WINDHOEK – Lukas Nepela Nikodemus, the man charged with the murder and burning of two young women at a rubbish dump in Pionierspark suburb in Windhoek, stuck to his story that he did not kill the deceased and was framed by a person called Bennie when he testified in his own defense during Monday and Tuesday this week in the Windhoek High Court.
According to Nikodemus, the last time he saw his two girlfriends was during the evening of January 06, 2016 when they left together with “Bennie” in his car to buy more alcohol.
He further told the court he only saw “Bennie” around midnight on the night in question when he brought him his car keys and told him that the car got stuck on an open field in Otjomuise’s Agste Laan location. According to Nikodemus, when he asked “Bennie” about the two ladies, he was told they were with the car.
He said he then decided to take a taxi to his car and took along an empty five litre container incase the car ran out of fuel.
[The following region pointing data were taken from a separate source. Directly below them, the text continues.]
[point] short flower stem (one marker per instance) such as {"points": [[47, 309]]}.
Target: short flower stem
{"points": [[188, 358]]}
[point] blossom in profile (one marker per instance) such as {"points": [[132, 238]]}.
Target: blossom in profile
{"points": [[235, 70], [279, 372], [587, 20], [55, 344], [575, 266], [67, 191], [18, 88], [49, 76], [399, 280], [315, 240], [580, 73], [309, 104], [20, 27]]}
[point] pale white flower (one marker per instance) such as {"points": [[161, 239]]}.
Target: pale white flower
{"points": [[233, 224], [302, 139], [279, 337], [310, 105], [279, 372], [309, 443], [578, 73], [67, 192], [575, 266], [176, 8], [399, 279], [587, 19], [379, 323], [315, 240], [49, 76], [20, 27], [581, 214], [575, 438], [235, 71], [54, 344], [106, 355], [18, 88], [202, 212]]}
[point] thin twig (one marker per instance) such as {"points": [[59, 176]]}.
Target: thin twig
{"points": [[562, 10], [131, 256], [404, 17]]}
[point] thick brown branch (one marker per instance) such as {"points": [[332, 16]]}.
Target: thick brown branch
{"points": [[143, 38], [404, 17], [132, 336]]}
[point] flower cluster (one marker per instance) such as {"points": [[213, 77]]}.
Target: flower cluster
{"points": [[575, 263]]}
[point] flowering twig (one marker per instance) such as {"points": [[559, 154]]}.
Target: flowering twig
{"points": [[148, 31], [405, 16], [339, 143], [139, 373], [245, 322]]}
Upon his arrival at his car, he found the car abandoned in a field with the battery terminals loose and the two ladies nowhere to be seen and he then fastened the terminals after which he drove the car to the house of the mother of one of his children to leave it there for safekeeping.
He further told Windhoek High Court Judge Christi Liebenberg he also took some clothes for his child along and that he knocked at the house of his former girlfriend, but got no reply. He then locked everything including the container and a water can he only mentioned during cross-examination in the car and went back to his house. The next day while he was preparing to wash his clothes before going to fetch his car, the police arrived and he was arrested, Nikodemus narrated.
He vehemently denied assertions by police officers that was part of the team that arrested him that he admitted to them that one of the ladies killed the other one and that he then killed her.
Nikodemus told the judge that when they arrived at the house of the former girlfriend where he stashed his car, the car was opened and it was only then that he saw blood on the seats.
He denied seeing the bullet holes in the car and the seats and said that it was too dark.
He said that he only saw the bullet holes the next day at the police station when the car was examined by scene of crime officers of the Namibian Police Force.
He further denied he was the one that fired the shots that killed the two ladies, 29-year-old Joanie Naruses and 23-year-old Clementina de Wee during the period 06 to 07 January 2016 and set their dead bodies alight. An ammunitions expert from the Namibia Scientific Institute already testified that he was satisfied a bullet found in the car came from the pistol of Nikodemus.
The accused had already testified that the pistol was never out of his possession.
During cross-examination and various questions from the judge on why he did not put fuel into the container and refuel his car, Nikodemus was dumfounded and merely said he just decided to go home and fetch the car the next day. Judge Liebenberg also wanted to know from him why he took the container along in the first place and he said it was so that he won’t have to ask for help in case his car was without fuel.
This prompted Judge Liebenberg to ask him again why he then did not fill the container to refuel his car and he could just repeat that he decided to go home as it was already late and he will just fetch the car the next morning.
The trial is continuing on Monday when Mbanga Siyomunji, the State funded lawyer of Nikodemus, will indicate to the court whether they will call further witnesses in defense.
The State is represented by Advocate Cliff Lutibezi and Nikodemus remains in custody at the Windhoek Correctional Facility’s section for trial awaiting inmates.